Giving Thanks: Sara Says

It’s always really awkward because I’m totally the type of person to be like, “you shouldn’t love your significant other only on Valentine’s Day,” or “you shouldn’t care about the environment only on Earth Day,” or, more timely, “you shouldn’t be thankful for things only on Thanksgiving.”

Because I guess it’s probably true. We should be thankful every day, not just the day we obscenely indulge ourselves with turkey and mashed potatoes.

Nevertheless, I’m going to give thanks while I sit with my family around the dining room table, and I’m going to give thanks here.

And I’m going to try not to bore you with all of the I’m thankful for my family and my pets and my house and the fact that my dad pays the heating bill during the winter so my toes don’t fall off due to the cold clichés. Because what I’m thankful for this year (in contrast with last year’s thanks being given to the TV show Friends) is my college education.

So, maybe it’s kind of a cliché, but it’s the last time I get to use that cliché, so I’m going to give it all it’s got.

College is the best because I live in an apartment with my five best friends and because it’s socially acceptable to lie in my bed all day and watch Netflix and because I have this charmingly young adult ability to avoid responsibilities. But it’s also the best because, I go here, Assumption College, and the things I’ve gotten out of it I don’t think I could’ve ever ILLexpected.

Whenever I think about how grateful I am for the fact that I go to this school, I just think about the fact that I’ve been given the chance to write a senior honors thesis—even though it doesn’t feel like much of a blessing when I see on my to-do list that I have to force myself to write seven or eight pages that day, or when I have to deal with the fact that I literally have no place to store all of the Interlibrary Loans I have in my room.

But when the sheer mass of work I have to do on my project starts to pile up on me, I just ask myself: When is the next time I’m going to be able to dedicate an entire semester to studying the way Disney is a propaganda machine and represents the way we conduct foreign relations?

I can answer that question real quick: Never.

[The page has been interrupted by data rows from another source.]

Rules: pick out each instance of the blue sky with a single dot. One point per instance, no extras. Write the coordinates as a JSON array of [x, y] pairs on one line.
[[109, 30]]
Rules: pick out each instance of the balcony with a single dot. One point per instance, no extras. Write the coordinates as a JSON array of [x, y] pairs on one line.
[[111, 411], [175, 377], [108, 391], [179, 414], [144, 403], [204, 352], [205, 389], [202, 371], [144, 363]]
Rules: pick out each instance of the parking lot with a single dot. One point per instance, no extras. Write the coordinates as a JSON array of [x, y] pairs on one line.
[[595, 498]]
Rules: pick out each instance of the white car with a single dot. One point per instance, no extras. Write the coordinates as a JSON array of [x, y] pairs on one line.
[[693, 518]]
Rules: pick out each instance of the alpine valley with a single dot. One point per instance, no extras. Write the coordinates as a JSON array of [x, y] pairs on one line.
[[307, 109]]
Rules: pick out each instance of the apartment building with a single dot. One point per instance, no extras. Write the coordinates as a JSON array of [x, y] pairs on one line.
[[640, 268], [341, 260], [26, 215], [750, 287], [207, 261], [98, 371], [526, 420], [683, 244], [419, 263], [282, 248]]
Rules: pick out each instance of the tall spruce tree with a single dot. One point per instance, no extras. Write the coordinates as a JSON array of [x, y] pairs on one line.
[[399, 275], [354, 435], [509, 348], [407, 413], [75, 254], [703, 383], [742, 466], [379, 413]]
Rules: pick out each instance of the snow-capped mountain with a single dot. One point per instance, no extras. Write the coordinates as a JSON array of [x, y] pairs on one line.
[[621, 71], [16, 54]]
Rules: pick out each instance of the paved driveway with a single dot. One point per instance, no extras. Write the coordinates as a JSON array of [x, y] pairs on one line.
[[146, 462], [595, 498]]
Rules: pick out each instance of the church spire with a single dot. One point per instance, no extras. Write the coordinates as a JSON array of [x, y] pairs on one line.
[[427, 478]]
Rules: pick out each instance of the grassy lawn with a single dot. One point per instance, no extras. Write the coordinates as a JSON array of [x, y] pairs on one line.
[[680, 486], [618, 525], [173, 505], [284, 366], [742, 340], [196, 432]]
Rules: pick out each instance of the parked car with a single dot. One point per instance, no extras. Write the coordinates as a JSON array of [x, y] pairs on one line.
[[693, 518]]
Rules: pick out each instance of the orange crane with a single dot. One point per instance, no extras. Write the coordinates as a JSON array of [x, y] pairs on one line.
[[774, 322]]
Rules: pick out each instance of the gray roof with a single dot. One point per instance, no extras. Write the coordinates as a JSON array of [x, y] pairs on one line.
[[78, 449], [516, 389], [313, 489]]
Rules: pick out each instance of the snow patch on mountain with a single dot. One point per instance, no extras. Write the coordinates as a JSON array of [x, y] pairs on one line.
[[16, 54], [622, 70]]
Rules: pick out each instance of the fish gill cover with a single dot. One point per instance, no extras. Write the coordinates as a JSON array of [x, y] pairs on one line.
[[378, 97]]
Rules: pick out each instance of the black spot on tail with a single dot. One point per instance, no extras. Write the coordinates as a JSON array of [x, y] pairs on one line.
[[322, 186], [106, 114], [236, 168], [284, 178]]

And then I just smile at the fact that I’m so unbelievably fortunate that my course load has made room for me to do this and that I have faculty who support me in this endeavor (shout out to Dr. Kisatsky for advising this thing) and that I’ve had the time and the means to flesh this project out into something so much more than proving that Disney movies perpetuate stereotypes.

And even if I weren’t writing my thesis, the simple fact that I just go to school here at Assumption is enough to be thankful for.

A little story: When I was a senior in high school, all of my friends were the absurd hipster geniuses that you all probably didn’t pay much attention to because all they spent their time doing was computer code and going to Passion Pit concerts. It wasn’t very easy to feel good about myself by the time college acceptance letters started to come out.

Don’t get me wrong, I know Assumption is a great school, I understand (all too well, actually) that a lot of upper echelon schools nowadays are just getting you to buy the name at the top of your degree. I get it.

But my best friend goes to Columbia University in New York City. Someone else goes to Duke University. My other friend goes to Tufts University. Another goes to Yale University.

ivy league

So it’s more than understandable that their acceptance letters made mine feel, well… Sub-flippin-par.

But now, four years later, I’m sitting in my room in five men, and guess what? I’m working on a really cool project for school. I’m writing a column as the Assistant Editor-in-Chief for my school’s newspaper. I’m planning my work around learning my dance team’s nationals routine this weekend. I smiled today, which is way more than I can say for Columbia or Duke or Yale.

And this all has everything to do with the fact that the kids at Assumption are good people and my professors actually guide me toward success instead of grading on an impossible asscocurve. My worry of getting a job over the person sitting next to me is non-existent. It has everything to do with the fact that Assumption is a pretty awesome place.

So there. That’s what I’m thankful for.

Assumption and all of its awesomeness.